Another point that has been urged on behalf of the appellant is that Maliya took a mortgage in 1919 of the whole house of Mst. Bhuri, mother of the plaintiffs, and that he would not have done so, if he had a share in the house, and that this Court should, therefore, hold that Maliya had no share whatsoever in this house as an heir of Chhotu. It is enough to say that that mortgage deed was the subject-matter of a litigation in 1932, and the Court then held that it was only valid to the extent of one-eigth, which was the share of Mst. Bhuri in the haveli. Under these circumstances, it cannot be said that Maliya cannot now put forward the plea in these proceedings that he is entitled to a part of the house as an heir of Chhotu.

(3.)LASTLY, we come to the main argument on behalf of the appellants that even accepting the rinding of the lower appellate court, a decree for joint possession should have been passed in favour of the appellants. Learned counsel for the respondent, on the other hand, urges that as there was no alternative plea asking for joint possession in case the court found that the plaintiffs were not entitled to exclusive possession, the lower appellate court was right in dismissing the suit. Considering, however, that the respondent himself took the plea that the house belonged to Chhotu and that he and the plaintiffs were joint owners of it as heirs of Chhotu, it does not, in our opinion, lie in the respondent's mouth to say that a decree for joint possession should not be given. It is. true that there was no alternative plea; but it is well-settled that where the plaintiff claims a larger relief than he is entitled to, the suit should not be dismissed but the plaintiff should be given the relief he is entitled to, unless the ground on which the lesser relief can be granted is inconsistent with the case of the plaintiff, as set out in his pleadings, or would lead to a determination which would embarrass the defendant.
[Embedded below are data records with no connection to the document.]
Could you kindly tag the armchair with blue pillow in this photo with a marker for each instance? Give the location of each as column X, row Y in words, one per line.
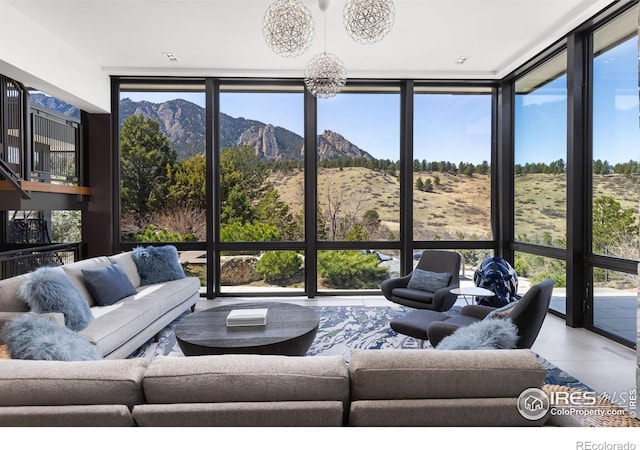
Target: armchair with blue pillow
column 429, row 285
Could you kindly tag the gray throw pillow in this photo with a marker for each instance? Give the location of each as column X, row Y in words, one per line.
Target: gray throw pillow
column 502, row 312
column 425, row 280
column 108, row 284
column 482, row 335
column 157, row 264
column 37, row 338
column 49, row 289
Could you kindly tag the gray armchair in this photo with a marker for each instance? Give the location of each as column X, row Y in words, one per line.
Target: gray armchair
column 527, row 314
column 396, row 290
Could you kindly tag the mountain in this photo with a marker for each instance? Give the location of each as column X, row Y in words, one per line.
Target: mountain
column 184, row 123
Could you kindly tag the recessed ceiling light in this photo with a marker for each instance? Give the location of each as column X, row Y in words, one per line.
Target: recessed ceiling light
column 170, row 56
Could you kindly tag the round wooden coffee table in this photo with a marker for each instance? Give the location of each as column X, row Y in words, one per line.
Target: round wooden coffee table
column 290, row 330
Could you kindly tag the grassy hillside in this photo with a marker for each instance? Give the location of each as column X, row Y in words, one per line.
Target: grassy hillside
column 460, row 204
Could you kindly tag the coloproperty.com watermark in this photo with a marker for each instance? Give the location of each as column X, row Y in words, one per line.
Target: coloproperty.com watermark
column 534, row 404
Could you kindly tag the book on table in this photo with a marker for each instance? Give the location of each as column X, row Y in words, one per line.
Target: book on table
column 247, row 317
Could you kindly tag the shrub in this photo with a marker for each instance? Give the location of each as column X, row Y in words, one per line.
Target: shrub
column 277, row 266
column 344, row 269
column 248, row 232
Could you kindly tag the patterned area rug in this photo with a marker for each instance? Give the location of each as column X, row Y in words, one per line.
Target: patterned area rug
column 344, row 328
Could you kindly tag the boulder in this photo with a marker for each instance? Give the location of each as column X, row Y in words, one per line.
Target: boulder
column 238, row 270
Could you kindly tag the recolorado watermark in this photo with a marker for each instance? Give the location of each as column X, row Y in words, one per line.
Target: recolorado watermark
column 590, row 445
column 534, row 404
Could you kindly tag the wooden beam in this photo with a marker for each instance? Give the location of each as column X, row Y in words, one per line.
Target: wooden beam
column 47, row 187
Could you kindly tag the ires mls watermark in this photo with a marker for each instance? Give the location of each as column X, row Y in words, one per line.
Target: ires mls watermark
column 534, row 403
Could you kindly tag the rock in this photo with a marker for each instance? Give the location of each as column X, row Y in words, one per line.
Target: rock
column 236, row 270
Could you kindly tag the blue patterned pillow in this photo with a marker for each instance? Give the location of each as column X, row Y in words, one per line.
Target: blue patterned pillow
column 157, row 264
column 424, row 280
column 38, row 338
column 49, row 289
column 108, row 284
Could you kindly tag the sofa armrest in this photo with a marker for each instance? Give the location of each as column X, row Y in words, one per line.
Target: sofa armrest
column 443, row 299
column 476, row 311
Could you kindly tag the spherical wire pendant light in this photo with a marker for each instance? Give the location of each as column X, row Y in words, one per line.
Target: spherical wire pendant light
column 325, row 74
column 368, row 21
column 288, row 28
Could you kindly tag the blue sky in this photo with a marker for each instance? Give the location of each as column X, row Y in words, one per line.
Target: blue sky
column 457, row 127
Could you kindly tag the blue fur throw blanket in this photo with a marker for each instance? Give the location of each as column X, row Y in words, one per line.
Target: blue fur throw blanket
column 39, row 338
column 157, row 264
column 486, row 334
column 49, row 289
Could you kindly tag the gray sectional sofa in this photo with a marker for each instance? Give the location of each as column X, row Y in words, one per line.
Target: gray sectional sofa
column 116, row 330
column 376, row 388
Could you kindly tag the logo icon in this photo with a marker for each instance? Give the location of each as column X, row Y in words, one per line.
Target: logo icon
column 533, row 404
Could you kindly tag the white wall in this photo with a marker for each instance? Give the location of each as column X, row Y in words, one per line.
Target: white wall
column 38, row 59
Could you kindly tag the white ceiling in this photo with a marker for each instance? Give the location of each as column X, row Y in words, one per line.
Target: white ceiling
column 70, row 48
column 224, row 37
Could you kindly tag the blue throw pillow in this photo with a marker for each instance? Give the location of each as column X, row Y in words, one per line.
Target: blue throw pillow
column 108, row 284
column 157, row 264
column 41, row 339
column 501, row 313
column 49, row 289
column 425, row 280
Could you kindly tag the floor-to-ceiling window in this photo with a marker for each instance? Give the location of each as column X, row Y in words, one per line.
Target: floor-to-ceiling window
column 540, row 171
column 614, row 171
column 452, row 148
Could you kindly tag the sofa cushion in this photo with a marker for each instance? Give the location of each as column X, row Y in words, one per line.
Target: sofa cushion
column 421, row 374
column 29, row 337
column 66, row 416
column 74, row 270
column 425, row 280
column 108, row 284
column 157, row 264
column 49, row 289
column 246, row 378
column 241, row 414
column 128, row 265
column 10, row 300
column 55, row 383
column 129, row 316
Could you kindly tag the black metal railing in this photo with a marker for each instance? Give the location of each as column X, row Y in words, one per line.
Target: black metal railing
column 55, row 148
column 23, row 260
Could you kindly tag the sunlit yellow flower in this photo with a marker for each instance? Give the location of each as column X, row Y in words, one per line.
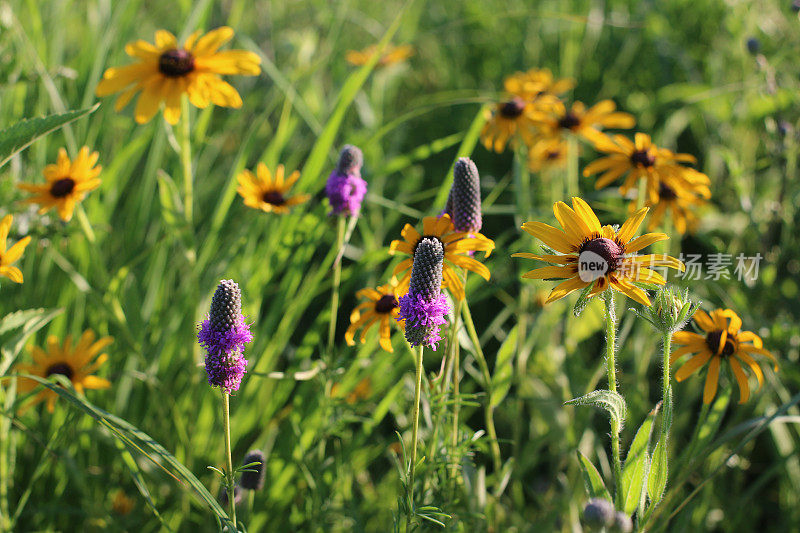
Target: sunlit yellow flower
column 679, row 196
column 723, row 341
column 507, row 121
column 583, row 122
column 534, row 83
column 380, row 307
column 548, row 152
column 613, row 253
column 262, row 191
column 8, row 256
column 73, row 362
column 641, row 159
column 457, row 248
column 166, row 71
column 68, row 182
column 391, row 55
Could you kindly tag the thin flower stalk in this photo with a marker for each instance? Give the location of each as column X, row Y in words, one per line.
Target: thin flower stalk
column 611, row 369
column 418, row 354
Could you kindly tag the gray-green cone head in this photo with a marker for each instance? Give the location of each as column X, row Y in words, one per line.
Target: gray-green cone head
column 426, row 272
column 465, row 196
column 226, row 305
column 350, row 160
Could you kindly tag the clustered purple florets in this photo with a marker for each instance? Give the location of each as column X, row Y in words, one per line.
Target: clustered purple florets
column 224, row 334
column 345, row 193
column 345, row 188
column 423, row 318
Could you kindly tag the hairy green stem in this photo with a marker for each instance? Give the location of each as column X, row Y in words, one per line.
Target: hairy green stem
column 487, row 378
column 454, row 363
column 611, row 368
column 337, row 279
column 414, row 431
column 186, row 161
column 573, row 188
column 229, row 476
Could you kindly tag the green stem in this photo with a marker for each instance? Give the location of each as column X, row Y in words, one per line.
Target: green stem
column 455, row 363
column 186, row 161
column 573, row 188
column 86, row 227
column 414, row 431
column 226, row 424
column 611, row 368
column 337, row 279
column 487, row 378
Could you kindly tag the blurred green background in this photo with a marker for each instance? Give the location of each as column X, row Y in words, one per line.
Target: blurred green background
column 681, row 67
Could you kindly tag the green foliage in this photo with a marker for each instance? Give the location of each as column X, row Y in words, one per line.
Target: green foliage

Reference in this connection may be made to Ammalu Ammal vs. Namagiri Ammal and others (A. I. R. 1918 Madras 300), which is based on Order VII, rule 7, of the Code of Civil Procedure. In the present case, we do not think that a decree for joint possession would be so inconsistent with the case of the plaintiffs or would lead to the determination of any issue which would embarrass the defendants or necessitate the addition of the parties, that we should refuse a decree for joint possession. Obviously, when a party claims exclusive possession, he claims a larger relief than if he* prayed for only joint possession. In particular, there are authorities of various High Courts which lay down that it is open to a court to pass a decree for joint possession in a case where a plaintiff comes to court asking for exclusive possession, subject of course, to the general principle, which we have mentioned above.
In Faiz Mahomed vs. Sheikh Wajid (A. I. R. 1924 Nagpur 189) it was held that a plaintiff who claimed exclusive possession of land could be awarded its joint possession, and a suit could not be dismissed merely on account of a false averment in the plaint.

In Uttam Singh and others vs. Chuhra and others (A. I. R. 1926 Lahore 567 (2)), it was held that where in a suit for possession it was found that parties were joint owners of the land, the proper course was to pass a decree for joint possession and not to dismiss the suit.

In Mohammed Ismail Saheb and another vs. Rasool Bibi and others (A. I. R. 1930 Madras 567), the suit was for possession, i. e. , exclusive possession. The court, however, granted a decree for joint possession.